RT-PCR. Total RNA (2 µg) was reverse transcribed in a 20-µl reaction volume with a poly(dT) primer (dT₁₁VN) as described by Villalobo et al. (28). PCR was carried out in a 25-µl reaction volume with 1 U of Q-BioTaq DNA polymerase (Quantum Appligene, Illkirch, France) and 30 cycles of denaturation at 94°C for 30 s, annealing at 57°C for 30 s, and polymerization at 72°C for 1 min. The primers used were as follows: 28F2 (5'-GCTGCACTCGCTCTTGCC-3' [nucleotides 3012 to 3029]) and 28R3 (5'-TGGAACAATGAGAAGAAACC-3' [nucleotides 3514 to 349]). To ensure that the PCR signal increased with the input cDNA, 1 and 3 µl of the reverse transcription (RT) reaction mixture were used as templates for samples a, b, c, d, and f. For sample e, 1 and 3 µl of a tenth dilution of the reaction volume were used. Controls without reverse transcriptase were performed for the assessment of DNA contamination in the RNA samples.

Phylogenetic analysis. Alignment and formatting of the sequences for the tree-building programs were carried out using the MUST package. The terminal parts of the sequences and several internal domains which were alignable only between close species were removed, as were all gaps. The alignments were used for phylogenetic analyses based on three programs. Distance and parsimony analyses were performed with version 3.6 (alpha2) of the PHYLIP package of Felsenstein (http://evolution.genetics.washington.edu/phylip.html), using the neighbor-joining (NJ) method, and the PROTPARS program, respectively. Evaluation of the statistical validity of the nodes was performed by applying the bootstrap procedure (100 replicates) to the tree construction method. A maximum likelihood analysis was also performed using TREE-PUZZLE 5.0 (http://www.tree-puzzle.de). This program uses the quartet-puzzling method and estimates support values, which are comparable to bootstrap values, for each internal branch.

Site-directed mutagenesis. The following primers were used to change the 11 TAA codons of the ShPMCA coding sequence into CAA codons: 5'-CTTTTGGTTTGTGCAGCCAT-3' (nucleotides 216 to 197), 5'-CATAATTGCTCTTGTGTGATCTC-3' (nucleotides 277 to 255), 5'-CTTCTCCATTTGGTCTGGTTC-3' (nucleotides 911 to 891), 5'-AACTTGCCTTGCAATGGTGTCTC-3' (nucleotides 1091 to 1068), 5'-CTAAGTGACCTTGCTCATTCTT-3' (nucleotides 1584 to 1563), 5'-GTTCAGCTTCTTGTTGGGTAAT-3' (nucleotides 2196 to 2175), 5'-CTTTCTCTGAATTGTTTACCTTC-3' (nucleotides 2236 to 2214), 5'-CAACAACTGCTTGGTGCCCCTT-3' (nucleotides 2412 to 2391), 5'-CCACAACATTTGGACTGAAGT-3' (nucleotides 2702 to 2682), 5'-GAAGATAGCTTGACCAACAAT-3' (nucleotides 2849 to 2829), and 5'-CATTTTGATATTGAACTTTATC-3' (nucleotides 2961 to 2940). Based on the protocol of Deng and Nickoloff (8), two other primers were used to change the unique SphI restriction site sequence 5'-GCATGC-3', located in the pGEM-T Easy vector (Promega), into a NheI restriction site, 5'-GCTAGC-3', and vice versa. The primers were Sph1 (5'-GCCCGACGTCGCATGCTCCCGGCCG-3') and Nhe1 (5'-GCCCGACGTCGCTAGCTCCCGGCCG-3').

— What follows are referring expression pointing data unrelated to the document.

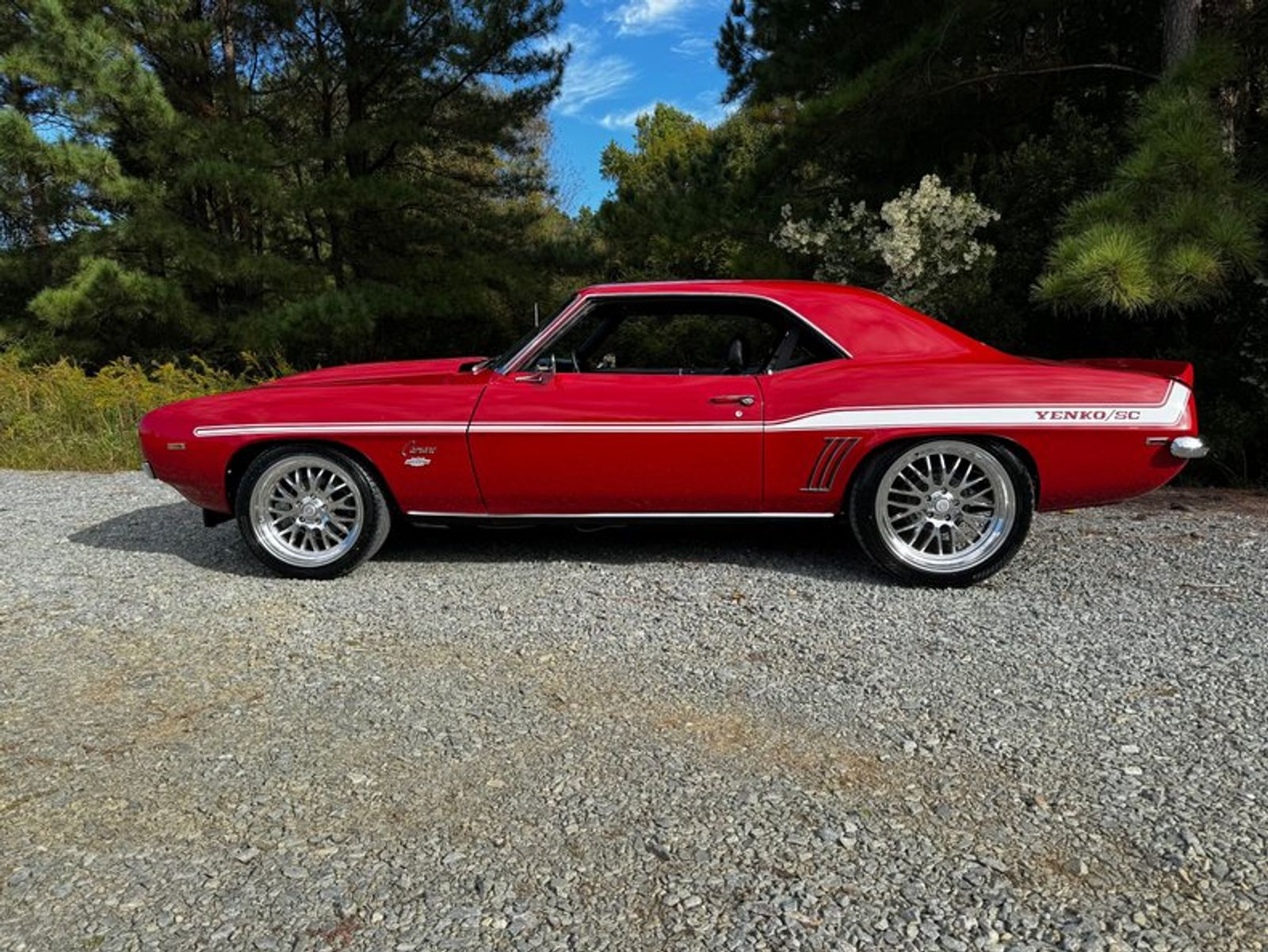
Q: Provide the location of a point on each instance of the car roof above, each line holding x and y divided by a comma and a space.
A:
865, 323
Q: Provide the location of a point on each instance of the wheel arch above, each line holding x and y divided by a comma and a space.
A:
246, 454
907, 440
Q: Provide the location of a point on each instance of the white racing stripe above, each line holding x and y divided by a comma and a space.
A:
406, 426
1170, 412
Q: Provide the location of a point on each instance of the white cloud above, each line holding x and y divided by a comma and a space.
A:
625, 120
694, 47
637, 17
589, 76
710, 113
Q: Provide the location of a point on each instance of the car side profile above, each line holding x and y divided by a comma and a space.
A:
689, 400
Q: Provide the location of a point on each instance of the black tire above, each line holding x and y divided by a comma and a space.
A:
372, 520
1007, 522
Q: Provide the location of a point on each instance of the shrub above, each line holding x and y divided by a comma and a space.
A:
59, 416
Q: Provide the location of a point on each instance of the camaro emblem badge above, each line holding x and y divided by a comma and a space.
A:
416, 454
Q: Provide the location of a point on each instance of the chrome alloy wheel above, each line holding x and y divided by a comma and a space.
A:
307, 511
945, 506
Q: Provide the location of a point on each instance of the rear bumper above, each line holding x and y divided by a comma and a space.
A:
1190, 448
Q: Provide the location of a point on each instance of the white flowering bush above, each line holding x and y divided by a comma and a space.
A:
922, 245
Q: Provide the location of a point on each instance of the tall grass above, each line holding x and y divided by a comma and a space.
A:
57, 416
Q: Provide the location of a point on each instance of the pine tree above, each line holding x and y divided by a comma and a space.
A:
1176, 226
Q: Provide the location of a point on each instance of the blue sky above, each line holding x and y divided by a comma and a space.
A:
628, 56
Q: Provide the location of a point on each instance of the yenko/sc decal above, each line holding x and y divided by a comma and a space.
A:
1096, 415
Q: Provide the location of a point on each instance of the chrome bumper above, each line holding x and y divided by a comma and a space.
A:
1190, 446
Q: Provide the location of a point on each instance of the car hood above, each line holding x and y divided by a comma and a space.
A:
409, 372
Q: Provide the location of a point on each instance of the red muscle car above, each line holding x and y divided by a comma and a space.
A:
689, 400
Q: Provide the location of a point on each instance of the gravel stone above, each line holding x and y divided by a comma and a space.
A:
682, 738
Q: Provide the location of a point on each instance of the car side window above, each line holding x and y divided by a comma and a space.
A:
804, 347
670, 336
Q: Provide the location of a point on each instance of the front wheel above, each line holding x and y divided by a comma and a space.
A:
942, 512
311, 511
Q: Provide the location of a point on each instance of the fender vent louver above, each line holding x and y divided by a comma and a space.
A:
827, 465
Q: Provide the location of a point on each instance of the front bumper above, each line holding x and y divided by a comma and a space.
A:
1190, 448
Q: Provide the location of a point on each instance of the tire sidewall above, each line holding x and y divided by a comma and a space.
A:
374, 509
861, 505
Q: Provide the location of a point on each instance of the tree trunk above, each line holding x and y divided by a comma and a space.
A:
1179, 29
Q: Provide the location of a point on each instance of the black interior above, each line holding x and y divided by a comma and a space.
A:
684, 335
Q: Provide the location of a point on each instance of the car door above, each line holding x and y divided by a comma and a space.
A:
640, 420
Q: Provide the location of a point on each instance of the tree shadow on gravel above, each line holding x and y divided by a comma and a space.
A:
175, 529
817, 549
821, 550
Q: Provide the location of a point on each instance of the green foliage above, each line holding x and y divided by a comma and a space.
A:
686, 201
338, 182
59, 416
1174, 226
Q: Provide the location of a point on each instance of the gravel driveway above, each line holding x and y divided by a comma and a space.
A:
653, 740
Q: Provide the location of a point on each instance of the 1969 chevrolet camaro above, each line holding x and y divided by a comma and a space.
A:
701, 400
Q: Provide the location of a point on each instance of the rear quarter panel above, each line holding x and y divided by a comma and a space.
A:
192, 444
1083, 429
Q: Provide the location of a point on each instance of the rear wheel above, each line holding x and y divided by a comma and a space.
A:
942, 512
311, 511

DNA to be mutagenized was alkaline denatured and then annealed to two or three nucleotide-modifying primers and to the primer changing the restriction site. After elimination of the unmodified plasmid using the SphI or the NheI restriction enzyme, mutS Escherichia coli bacteria (Stratagene, La Jolla, Calif.) were transformed with this population of linearized and circularized plasmids. In the resulting culture, a mix of parental and mutant plasmids was recovered. The plasmid mix was restricted with the enzyme that cut the parental plasmid and then used to transform XL1-Blue MRF' bacteria (Stratagene). Colonies carrying correct plasmids were identified by plasmid sequencing.

Functional complementation in yeast. The coding region of the ShPMCA gene was cloned at the NotI site of the yeast expression vector pYES2 (Invitrogen, Cergy Pontoise, France), placing it under the control of the galactose-inducible GAL1 promoter. The mutated strains K609 (pmr1::HIS3), K616 (pmr1::HIS3 pmc1::TRP1 cnb1::LEU2), and K665 (pmc1::TRP1 vcx1) of S. cerevisiae strain W303-1A (MATa ade2-1 can1-100 his3-11,15 leu2-3 trp1-1 ura3-1) were cultured as previously described (5, 6) and transformed with pYES2-ShPMCA. Transformants were selected on synthetic complete Glu-uracil (SCGlu-ura) plates and then cultured for 10 h in the presence of galactose. Five microliters of serial tenth dilutions, starting with a concentration for which the optical density at 600 nm was 0.1, were spotted on plates containing SCGal-ura medium supplemented with 10 mM EGTA, 3 mM MnCl₂, or 300 mM CaCl₂.

Nucleotide sequence accession number. The nucleotide sequence of the macronuclear minichromosome carrying the ShPMCA gene has been deposited in GenBank under accession number AY486142.

Top Abstract Introduction Materials and Methods Results Discussion References

 
Molecular cloning and sequence analysis of ShPMCA. Among 40 different ESTs isolated from an mRNA differential-display analysis of the encysting cells (i.e., precystic cells and newly formed cysts) and mature cysts (i.e., 3-week-old cysts) of the ciliate S. histriomuscorum, a 208-bp-long sequence present only in cysts revealed high similarity with a COOH-terminal conserved domain of Ca²⁺-ATPases from several species (top BLAST hits gave 64% identity to and 84% similarity with most animal PMCAs).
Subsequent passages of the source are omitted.